Director of the gripping Danish cult trilogy Pusher and last year’s terrific Bronson, Nicolas Winding Refn here adopts an epic mud-n-blood style that feels like Carl Theodor Dreyer by way of Sam Peckinpah. Or is it more Herzog meets Malick?
Mute slave Harald escapes his Scottish masters with the help of 10 year old ARE, torturing and killing them before joining a band of dispossessed Vikings. They go to sea, determined to return to Scandinavia to fight the spread of Christianity, but for Harald the journey is also a personal one to discover his own origins. Caught in a terrible storm, the group drift for 40 days until, on the verge of death, they find themselves in a freshwater river. The land seems at once strange yet familiar.
But if that’s too cheerful for you, don’t worry, Filmofilia snaps us out of our ‘strange but familiar’ reverie:
For years (in 900 A.D), One-Eye, a mute warrior of supernatural strength (Mads Mikkelsen), has been held prisoner by the chieftain Barde. Aided by a boy, Are, he kills his captor and together they escape, beginning a journey into the heart of darkness.
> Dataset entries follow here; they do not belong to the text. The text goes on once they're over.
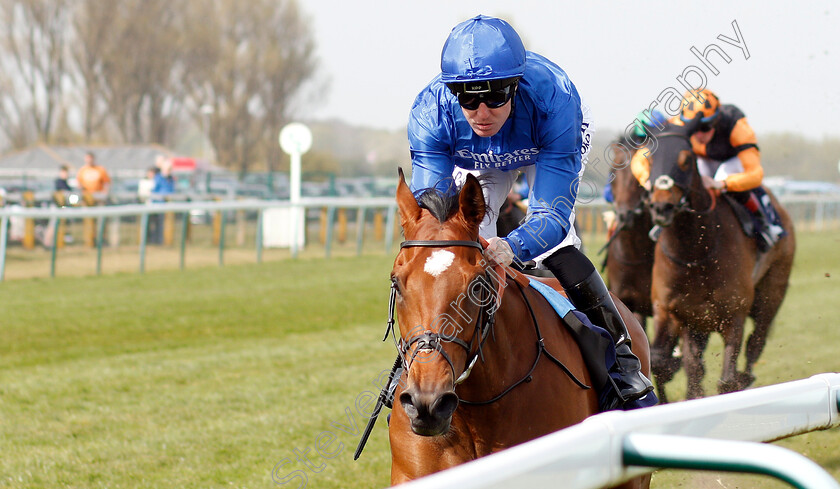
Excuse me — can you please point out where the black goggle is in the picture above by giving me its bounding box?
[449,80,517,110]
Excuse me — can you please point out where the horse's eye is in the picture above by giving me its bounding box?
[391,277,402,295]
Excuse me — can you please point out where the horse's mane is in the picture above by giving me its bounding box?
[417,188,459,223]
[417,175,496,223]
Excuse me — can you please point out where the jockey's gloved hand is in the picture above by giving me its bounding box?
[703,175,723,190]
[484,237,514,266]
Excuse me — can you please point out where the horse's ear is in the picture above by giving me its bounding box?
[458,174,487,229]
[397,168,420,229]
[677,149,697,171]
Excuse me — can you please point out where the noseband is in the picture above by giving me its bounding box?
[382,240,495,385]
[656,132,717,215]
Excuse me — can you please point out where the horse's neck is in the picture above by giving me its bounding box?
[452,279,536,401]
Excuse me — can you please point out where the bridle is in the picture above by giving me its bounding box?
[382,240,495,385]
[382,236,591,406]
[656,132,717,216]
[644,132,720,268]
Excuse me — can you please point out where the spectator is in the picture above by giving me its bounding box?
[55,165,73,192]
[137,166,160,202]
[149,156,175,244]
[152,158,175,202]
[76,152,111,201]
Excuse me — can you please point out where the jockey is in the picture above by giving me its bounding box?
[604,110,667,204]
[631,89,785,251]
[408,15,653,404]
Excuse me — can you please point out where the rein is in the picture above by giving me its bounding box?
[390,240,496,385]
[382,240,591,406]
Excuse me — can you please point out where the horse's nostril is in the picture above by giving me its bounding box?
[400,391,419,418]
[431,392,459,419]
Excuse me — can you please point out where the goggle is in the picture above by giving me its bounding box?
[448,80,518,110]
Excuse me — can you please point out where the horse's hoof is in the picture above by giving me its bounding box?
[718,379,742,394]
[736,372,755,390]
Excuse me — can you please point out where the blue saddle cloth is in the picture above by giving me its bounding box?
[528,277,659,411]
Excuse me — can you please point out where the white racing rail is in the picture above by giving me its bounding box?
[400,373,840,489]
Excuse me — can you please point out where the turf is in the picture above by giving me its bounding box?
[0,232,840,488]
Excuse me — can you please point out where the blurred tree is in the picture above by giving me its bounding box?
[0,0,70,148]
[183,0,316,173]
[74,0,186,144]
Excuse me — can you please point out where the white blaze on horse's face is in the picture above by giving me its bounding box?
[423,250,455,277]
[653,175,674,190]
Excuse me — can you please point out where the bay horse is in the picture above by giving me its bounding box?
[650,121,796,402]
[389,171,650,488]
[604,137,656,326]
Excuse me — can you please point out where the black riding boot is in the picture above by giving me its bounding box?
[543,246,653,403]
[730,187,781,253]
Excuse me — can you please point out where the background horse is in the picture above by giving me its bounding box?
[605,138,656,326]
[650,121,795,401]
[389,172,650,487]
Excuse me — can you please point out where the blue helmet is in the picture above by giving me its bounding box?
[440,15,525,83]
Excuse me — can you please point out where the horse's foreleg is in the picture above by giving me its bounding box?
[682,327,709,399]
[650,313,680,388]
[718,314,746,394]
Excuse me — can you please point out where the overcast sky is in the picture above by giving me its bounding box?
[299,0,840,138]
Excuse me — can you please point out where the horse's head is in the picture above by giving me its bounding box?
[648,118,709,226]
[609,136,645,220]
[391,171,494,436]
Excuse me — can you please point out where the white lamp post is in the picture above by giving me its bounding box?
[280,122,312,257]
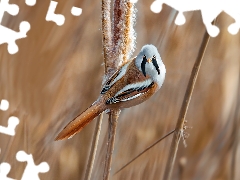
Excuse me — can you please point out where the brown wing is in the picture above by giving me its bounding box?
[106,82,154,104]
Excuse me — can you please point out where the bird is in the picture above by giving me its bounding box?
[55,44,166,141]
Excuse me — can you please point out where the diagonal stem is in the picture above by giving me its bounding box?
[114,130,175,175]
[163,23,213,180]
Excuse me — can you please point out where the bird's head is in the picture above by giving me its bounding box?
[136,44,166,85]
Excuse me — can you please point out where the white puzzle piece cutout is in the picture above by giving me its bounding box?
[25,0,36,6]
[0,99,9,111]
[0,0,30,54]
[16,151,50,180]
[71,6,82,16]
[150,0,240,37]
[0,116,19,136]
[46,1,65,26]
[0,162,15,180]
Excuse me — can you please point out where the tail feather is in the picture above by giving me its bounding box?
[55,101,105,141]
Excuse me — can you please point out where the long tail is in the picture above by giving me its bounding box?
[55,101,105,141]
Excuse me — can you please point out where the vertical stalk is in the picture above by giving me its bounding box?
[84,113,103,180]
[103,109,120,180]
[163,27,210,180]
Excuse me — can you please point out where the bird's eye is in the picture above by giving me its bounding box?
[141,55,147,77]
[152,55,160,75]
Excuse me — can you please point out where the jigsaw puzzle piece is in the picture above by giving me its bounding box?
[0,99,9,111]
[16,151,50,180]
[0,0,19,24]
[71,6,82,16]
[46,1,65,26]
[0,21,30,54]
[0,162,15,180]
[0,116,19,136]
[223,0,240,35]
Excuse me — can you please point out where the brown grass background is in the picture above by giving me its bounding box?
[0,0,240,180]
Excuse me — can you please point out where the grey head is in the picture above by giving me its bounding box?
[135,44,166,87]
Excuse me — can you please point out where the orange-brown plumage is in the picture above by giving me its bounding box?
[55,45,166,140]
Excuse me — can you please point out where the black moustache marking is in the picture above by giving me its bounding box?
[152,57,160,75]
[141,56,147,77]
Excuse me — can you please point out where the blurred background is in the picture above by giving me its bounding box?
[0,0,240,180]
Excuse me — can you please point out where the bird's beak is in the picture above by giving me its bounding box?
[147,58,152,63]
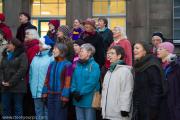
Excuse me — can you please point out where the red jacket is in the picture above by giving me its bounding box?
[0,23,12,40]
[105,39,132,68]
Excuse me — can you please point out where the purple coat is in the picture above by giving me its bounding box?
[165,63,180,120]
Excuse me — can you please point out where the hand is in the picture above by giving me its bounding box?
[2,81,10,87]
[121,111,129,117]
[61,101,68,108]
[73,92,82,102]
[42,97,48,106]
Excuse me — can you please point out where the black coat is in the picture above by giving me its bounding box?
[133,55,164,120]
[16,22,37,42]
[0,48,28,93]
[99,28,113,54]
[80,32,105,67]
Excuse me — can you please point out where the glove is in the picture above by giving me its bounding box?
[42,97,48,106]
[121,111,129,117]
[61,101,68,108]
[73,92,82,102]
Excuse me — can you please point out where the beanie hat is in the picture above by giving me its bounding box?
[0,13,5,21]
[74,39,85,46]
[19,12,31,21]
[48,19,60,29]
[152,32,165,42]
[158,42,174,53]
[58,25,70,37]
[83,18,96,28]
[39,36,54,49]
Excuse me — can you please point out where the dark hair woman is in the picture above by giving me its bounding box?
[133,41,164,120]
[0,39,28,116]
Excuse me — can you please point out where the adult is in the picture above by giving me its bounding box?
[97,17,113,54]
[0,13,12,41]
[70,19,83,40]
[23,29,40,116]
[0,39,28,119]
[56,25,74,62]
[42,43,72,120]
[16,12,37,42]
[152,32,165,55]
[133,41,164,120]
[71,43,100,120]
[81,18,105,68]
[29,38,54,120]
[101,46,134,120]
[157,42,180,120]
[47,19,60,42]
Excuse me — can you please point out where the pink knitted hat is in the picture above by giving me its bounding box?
[158,42,174,53]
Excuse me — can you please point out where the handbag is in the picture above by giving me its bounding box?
[92,91,101,109]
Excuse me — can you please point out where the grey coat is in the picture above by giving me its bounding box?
[0,48,28,93]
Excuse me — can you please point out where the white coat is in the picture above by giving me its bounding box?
[101,65,134,120]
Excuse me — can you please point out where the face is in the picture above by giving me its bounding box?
[56,30,64,38]
[107,49,121,63]
[48,23,55,30]
[157,47,169,59]
[84,24,94,32]
[19,14,28,23]
[25,32,33,41]
[112,28,121,38]
[98,20,106,29]
[152,36,161,47]
[53,46,61,57]
[134,43,146,60]
[7,42,15,52]
[73,20,81,28]
[79,48,91,60]
[73,44,81,54]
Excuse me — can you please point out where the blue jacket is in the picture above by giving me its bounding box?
[29,50,54,98]
[71,58,100,108]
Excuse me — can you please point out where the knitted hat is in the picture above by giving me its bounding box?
[83,18,96,28]
[0,13,5,21]
[55,43,68,57]
[58,25,70,37]
[152,32,165,42]
[158,42,174,53]
[39,36,54,49]
[74,39,85,46]
[19,12,31,21]
[48,19,60,29]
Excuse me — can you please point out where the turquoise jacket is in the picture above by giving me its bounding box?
[29,50,54,98]
[71,58,100,108]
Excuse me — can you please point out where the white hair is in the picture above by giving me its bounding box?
[26,29,39,40]
[114,26,127,39]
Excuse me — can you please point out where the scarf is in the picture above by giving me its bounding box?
[109,60,125,72]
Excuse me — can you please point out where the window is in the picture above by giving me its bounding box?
[93,0,126,29]
[0,0,3,13]
[31,0,66,36]
[173,0,180,43]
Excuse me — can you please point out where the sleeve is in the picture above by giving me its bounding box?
[80,64,100,95]
[9,53,28,86]
[119,69,134,112]
[0,59,4,85]
[147,66,163,110]
[42,63,52,97]
[71,68,77,93]
[94,35,105,68]
[61,64,73,102]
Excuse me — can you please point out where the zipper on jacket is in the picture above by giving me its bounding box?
[105,73,112,116]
On their flight from bounty hunters, One-Eye and Are board a Viking vessel for Norway, but the ship is soon engulfed by an endless fog that first disintegrates as they sight an unknown land. One-Eye discovers his true self as the new land reveals its secrets and the Vikings meet a ghastly fate.
Opens in the US on July 24th. Poster and gloomy production stills after the cut.
That poster quote might me hard to make out and even harder to artribute, so I tracked it down on The Circuit at the LATimes, in a festival review by Mark Olsen:
Brutal and bracing, “Valhalla Rising” transforms into a cracked and crazy meditation on war and religion, nation building and the raw savagery that often lies just beneath society’s surface.